Protect Democracy Files Amicus Brief Urging District Court Not to Short-Circuit Legislative Efforts to Require Labeling for Deceptive Political Deepfakes

  • September 27, 2024

On September 27, 2024, Protect Democracy filed an amicus brief in a case challenging California’s new political deepfake labeling law, AB 2839. The law requires those who publish deceptive deepfakes about candidates, election officials, elected officials, and voting machine companies within a certain proximity to an election to label those deepfakes. One day after Governor Newsom signed the bill, an individual who published altered videos of Vice President Kamala Harris sued California in a facial challenge to the law, claiming the law violates the First Amendment. He has now filed a motion for a preliminary injunction, asking the Court to enjoin the statute in its entirety.

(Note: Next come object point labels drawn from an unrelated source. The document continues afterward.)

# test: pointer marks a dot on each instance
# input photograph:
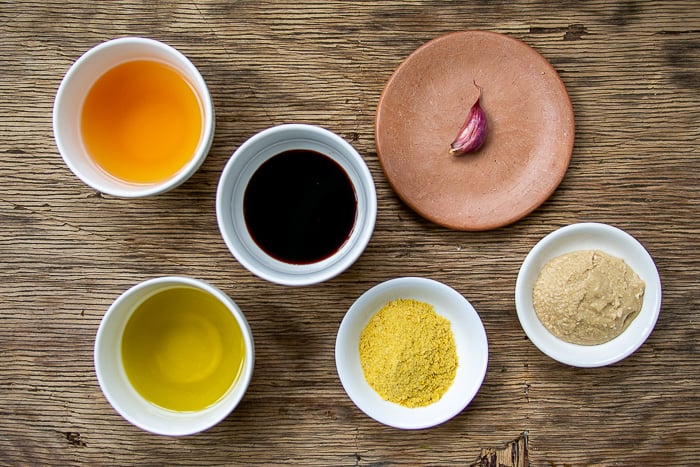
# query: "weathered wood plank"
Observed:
(632, 70)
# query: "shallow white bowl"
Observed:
(115, 383)
(589, 236)
(470, 339)
(231, 191)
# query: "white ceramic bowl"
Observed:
(470, 339)
(115, 383)
(72, 93)
(589, 236)
(234, 180)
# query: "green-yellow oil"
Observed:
(182, 349)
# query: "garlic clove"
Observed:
(473, 132)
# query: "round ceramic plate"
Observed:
(528, 145)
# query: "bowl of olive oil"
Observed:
(174, 355)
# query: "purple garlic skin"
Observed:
(473, 132)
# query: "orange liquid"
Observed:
(141, 121)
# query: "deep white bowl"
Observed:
(470, 340)
(77, 83)
(238, 172)
(589, 236)
(115, 383)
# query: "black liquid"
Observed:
(300, 206)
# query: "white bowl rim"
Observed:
(457, 398)
(183, 423)
(276, 271)
(589, 236)
(121, 188)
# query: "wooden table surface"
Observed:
(632, 70)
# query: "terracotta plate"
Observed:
(529, 141)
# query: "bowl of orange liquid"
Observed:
(133, 117)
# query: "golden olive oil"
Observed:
(182, 349)
(141, 121)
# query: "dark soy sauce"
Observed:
(300, 206)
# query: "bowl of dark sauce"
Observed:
(296, 204)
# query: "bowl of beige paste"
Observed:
(588, 295)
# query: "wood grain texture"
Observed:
(632, 69)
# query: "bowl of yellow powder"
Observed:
(411, 353)
(588, 295)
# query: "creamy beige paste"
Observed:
(587, 297)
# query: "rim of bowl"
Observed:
(237, 238)
(125, 189)
(470, 338)
(188, 423)
(589, 236)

Protect Democracy filed its brief in support of neither party, in the hope that, however the Court rules, it does not short-circuit the ongoing development of deepfake labeling laws around the country. An overly broad reading of the First Amendment’s protection for deceptive political deepfakes could hamstring legislators around the country. Protect Democracy’s brief explains that many political deepfakes are entirely unprotected by the First Amendment, and that many other political deepfakes may nevertheless be subjected to reasonable labeling requirements consistent with the Constitution.